1

The attached is the data frame I am dealing with.

data frame

The first column in the data frame is the Date. I have to subset data frame based on condition on multiple months and years. For example, I want all July and September months data for the years 2005 and 2006.

I tried following code:

output <- subset(df, format.Date(Date, "%m")==c("07", "09") & format.Date(Date, "%Y")==c("2005","2006"))

The above code results the unexpected output.

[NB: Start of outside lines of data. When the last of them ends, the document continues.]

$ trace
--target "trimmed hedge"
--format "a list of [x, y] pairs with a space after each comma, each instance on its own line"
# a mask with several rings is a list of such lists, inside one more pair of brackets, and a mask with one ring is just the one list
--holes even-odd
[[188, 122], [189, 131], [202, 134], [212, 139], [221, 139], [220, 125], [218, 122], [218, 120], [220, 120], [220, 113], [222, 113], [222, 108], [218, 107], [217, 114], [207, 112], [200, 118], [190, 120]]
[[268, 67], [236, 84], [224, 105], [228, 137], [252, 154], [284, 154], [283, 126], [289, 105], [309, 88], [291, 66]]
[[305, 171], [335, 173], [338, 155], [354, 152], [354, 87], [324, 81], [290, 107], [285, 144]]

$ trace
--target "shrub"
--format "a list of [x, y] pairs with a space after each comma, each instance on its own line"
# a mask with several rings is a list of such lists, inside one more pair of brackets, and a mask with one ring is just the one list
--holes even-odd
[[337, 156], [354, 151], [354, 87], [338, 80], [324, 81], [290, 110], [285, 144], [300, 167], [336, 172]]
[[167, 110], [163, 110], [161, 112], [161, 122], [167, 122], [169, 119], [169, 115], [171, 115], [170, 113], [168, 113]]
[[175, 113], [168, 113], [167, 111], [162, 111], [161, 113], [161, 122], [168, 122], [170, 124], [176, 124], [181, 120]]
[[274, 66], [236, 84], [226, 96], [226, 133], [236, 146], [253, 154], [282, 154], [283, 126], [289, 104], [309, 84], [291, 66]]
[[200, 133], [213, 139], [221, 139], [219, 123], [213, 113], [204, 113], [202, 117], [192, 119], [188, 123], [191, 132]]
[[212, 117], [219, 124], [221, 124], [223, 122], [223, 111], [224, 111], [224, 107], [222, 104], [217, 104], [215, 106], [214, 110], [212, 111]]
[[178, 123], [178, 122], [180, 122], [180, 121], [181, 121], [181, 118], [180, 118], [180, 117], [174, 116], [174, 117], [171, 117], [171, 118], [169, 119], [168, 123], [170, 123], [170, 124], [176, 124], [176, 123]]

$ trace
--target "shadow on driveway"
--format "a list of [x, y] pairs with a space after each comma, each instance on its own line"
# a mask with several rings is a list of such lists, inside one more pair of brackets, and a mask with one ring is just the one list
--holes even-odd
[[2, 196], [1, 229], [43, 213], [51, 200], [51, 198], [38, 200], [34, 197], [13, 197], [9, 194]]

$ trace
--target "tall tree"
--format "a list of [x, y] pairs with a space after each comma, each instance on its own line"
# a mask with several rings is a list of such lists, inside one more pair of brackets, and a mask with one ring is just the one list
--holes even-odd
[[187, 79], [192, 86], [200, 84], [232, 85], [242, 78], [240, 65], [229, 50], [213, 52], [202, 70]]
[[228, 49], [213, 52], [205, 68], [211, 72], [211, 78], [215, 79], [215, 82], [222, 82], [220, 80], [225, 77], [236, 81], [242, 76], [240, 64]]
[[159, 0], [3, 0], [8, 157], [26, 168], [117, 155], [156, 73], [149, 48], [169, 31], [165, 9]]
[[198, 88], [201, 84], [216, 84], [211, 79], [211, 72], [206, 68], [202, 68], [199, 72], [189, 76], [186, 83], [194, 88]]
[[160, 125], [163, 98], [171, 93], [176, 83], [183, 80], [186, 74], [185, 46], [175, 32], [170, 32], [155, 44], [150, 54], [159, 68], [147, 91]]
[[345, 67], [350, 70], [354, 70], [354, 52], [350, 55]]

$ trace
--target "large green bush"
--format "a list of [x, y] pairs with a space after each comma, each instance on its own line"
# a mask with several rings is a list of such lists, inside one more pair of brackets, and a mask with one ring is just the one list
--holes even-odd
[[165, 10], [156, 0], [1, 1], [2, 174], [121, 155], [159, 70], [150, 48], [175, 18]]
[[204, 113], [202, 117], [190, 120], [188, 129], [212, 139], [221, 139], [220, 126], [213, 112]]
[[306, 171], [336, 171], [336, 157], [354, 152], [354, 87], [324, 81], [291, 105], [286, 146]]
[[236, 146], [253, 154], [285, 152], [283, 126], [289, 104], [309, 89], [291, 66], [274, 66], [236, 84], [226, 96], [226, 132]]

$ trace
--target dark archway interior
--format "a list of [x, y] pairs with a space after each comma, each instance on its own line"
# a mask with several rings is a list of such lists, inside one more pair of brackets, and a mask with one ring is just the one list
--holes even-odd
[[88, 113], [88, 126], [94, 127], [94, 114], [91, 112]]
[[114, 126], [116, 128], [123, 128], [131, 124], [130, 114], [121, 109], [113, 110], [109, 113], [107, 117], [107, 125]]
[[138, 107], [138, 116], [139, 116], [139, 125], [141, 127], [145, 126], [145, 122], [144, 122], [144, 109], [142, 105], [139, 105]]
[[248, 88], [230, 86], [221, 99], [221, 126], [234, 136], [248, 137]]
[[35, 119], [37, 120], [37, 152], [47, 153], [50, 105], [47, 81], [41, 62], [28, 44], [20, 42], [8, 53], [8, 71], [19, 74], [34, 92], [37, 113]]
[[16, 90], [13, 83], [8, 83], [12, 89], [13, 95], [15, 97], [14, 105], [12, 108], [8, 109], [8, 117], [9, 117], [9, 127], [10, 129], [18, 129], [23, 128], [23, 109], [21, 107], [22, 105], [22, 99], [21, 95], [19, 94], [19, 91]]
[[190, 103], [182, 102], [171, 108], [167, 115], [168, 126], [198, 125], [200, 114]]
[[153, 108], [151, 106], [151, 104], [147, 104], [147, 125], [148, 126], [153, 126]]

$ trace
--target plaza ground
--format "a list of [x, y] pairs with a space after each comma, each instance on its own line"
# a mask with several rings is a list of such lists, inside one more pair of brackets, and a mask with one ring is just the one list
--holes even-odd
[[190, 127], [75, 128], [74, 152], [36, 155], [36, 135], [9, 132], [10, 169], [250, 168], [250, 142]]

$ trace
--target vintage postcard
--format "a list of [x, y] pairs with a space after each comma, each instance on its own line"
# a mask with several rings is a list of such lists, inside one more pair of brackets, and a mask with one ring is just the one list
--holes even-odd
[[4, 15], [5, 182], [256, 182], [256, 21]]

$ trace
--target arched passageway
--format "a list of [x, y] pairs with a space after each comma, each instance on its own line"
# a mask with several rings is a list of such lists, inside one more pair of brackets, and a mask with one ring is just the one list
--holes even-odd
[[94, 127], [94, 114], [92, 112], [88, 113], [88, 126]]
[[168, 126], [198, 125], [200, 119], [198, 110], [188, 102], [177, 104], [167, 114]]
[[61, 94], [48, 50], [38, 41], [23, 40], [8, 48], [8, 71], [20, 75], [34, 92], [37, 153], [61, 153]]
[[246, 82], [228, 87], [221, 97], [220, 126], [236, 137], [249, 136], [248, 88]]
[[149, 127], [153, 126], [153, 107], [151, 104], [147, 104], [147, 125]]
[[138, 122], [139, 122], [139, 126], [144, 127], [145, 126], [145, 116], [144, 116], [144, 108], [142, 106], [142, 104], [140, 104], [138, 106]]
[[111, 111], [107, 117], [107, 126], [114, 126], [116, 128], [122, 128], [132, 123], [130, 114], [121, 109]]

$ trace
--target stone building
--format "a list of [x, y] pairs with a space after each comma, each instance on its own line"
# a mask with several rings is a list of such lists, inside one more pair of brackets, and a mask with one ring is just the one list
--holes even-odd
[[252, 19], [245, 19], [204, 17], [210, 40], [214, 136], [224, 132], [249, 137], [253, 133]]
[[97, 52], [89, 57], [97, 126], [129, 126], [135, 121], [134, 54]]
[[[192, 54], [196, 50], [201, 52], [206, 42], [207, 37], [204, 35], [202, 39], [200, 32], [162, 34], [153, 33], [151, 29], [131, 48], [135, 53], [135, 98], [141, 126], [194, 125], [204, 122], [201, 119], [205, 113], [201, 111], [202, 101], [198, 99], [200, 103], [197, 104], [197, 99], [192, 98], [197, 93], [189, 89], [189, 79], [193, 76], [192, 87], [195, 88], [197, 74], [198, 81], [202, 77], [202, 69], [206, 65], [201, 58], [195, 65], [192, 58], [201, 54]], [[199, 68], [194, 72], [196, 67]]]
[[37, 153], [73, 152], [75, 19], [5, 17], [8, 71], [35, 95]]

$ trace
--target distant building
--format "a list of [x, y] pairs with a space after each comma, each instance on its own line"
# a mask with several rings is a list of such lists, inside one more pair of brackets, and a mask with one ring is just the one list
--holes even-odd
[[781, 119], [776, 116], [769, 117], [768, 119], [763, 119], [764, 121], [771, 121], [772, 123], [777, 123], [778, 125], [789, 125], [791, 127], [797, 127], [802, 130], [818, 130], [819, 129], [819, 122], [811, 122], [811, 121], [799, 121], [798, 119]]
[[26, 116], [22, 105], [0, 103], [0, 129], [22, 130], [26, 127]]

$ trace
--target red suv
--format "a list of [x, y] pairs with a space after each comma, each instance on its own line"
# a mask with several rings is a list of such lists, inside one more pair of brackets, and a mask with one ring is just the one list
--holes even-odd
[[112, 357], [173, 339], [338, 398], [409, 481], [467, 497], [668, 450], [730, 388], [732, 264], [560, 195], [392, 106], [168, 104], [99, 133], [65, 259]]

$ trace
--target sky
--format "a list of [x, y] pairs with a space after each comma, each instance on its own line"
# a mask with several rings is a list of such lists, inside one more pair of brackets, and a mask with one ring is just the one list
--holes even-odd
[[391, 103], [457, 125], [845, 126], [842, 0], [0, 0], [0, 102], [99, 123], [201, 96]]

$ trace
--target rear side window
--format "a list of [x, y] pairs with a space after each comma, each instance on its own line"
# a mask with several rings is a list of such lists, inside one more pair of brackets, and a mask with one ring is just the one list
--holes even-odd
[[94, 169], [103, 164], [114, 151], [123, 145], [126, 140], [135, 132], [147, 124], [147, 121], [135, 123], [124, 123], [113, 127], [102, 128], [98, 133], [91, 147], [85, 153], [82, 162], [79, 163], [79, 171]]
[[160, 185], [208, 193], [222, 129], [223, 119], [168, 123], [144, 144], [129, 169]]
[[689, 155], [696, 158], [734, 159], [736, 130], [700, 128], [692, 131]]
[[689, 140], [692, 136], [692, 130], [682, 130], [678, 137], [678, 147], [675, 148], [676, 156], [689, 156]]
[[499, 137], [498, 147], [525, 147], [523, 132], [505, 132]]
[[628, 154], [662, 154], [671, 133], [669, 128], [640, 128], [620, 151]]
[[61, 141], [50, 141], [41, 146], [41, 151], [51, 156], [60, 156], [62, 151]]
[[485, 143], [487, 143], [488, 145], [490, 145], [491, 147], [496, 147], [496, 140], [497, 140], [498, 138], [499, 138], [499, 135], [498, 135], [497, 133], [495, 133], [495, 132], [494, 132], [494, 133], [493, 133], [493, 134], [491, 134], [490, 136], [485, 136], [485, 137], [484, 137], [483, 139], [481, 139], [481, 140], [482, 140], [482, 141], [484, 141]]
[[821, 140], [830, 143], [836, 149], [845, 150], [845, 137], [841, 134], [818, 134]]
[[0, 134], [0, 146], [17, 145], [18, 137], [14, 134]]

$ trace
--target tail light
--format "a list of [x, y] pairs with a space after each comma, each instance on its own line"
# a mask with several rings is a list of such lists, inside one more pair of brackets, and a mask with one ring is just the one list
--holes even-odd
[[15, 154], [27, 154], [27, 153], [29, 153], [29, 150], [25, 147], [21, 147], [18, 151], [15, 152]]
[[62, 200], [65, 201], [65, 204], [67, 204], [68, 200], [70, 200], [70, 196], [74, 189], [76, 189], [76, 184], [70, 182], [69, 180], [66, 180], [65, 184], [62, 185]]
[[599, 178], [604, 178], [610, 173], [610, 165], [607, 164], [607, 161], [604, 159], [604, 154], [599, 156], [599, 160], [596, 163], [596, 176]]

I found posts regarding this problem but those were only for single month and year.

Martin Gal
  • 16,640
  • 5
  • 21
  • 39
raghav
  • 533
  • 2
  • 11
  • 2
    Please don't post data as images. Take a look at how to make a [great reproducible example](https://stackoverflow.com/questions/5963269/how-to-make-a-great-r-reproducible-example) for ways of showing data. – Martin Gal Jun 07 '20 at 16:42
  • Use %in% rather than == . Also you should not, in general, refer to methods directly. Use the genreic so format.Date should be format. – G. Grothendieck Jun 07 '20 at 17:17

1 Answers1

1

If you don't mind installing tidyverse package, you can use this simple filtering:

library(tidyverse)
library(lubridate)  # should come with tidyverse, no need to install it separately

# filter July and September data in 2005 and 2006
output <- df %>%
    filter(year(Date) %in% c(2005, 2006) & month(Date) %in% c(7, 9))

If you want to use base R, this should work as well:

output <- subset(df, format(Date, "%m") %in% c("07", "09") & format(Date, "%Y") %in% c("2005", "2006"))

in case that class of df$Date column is "Date".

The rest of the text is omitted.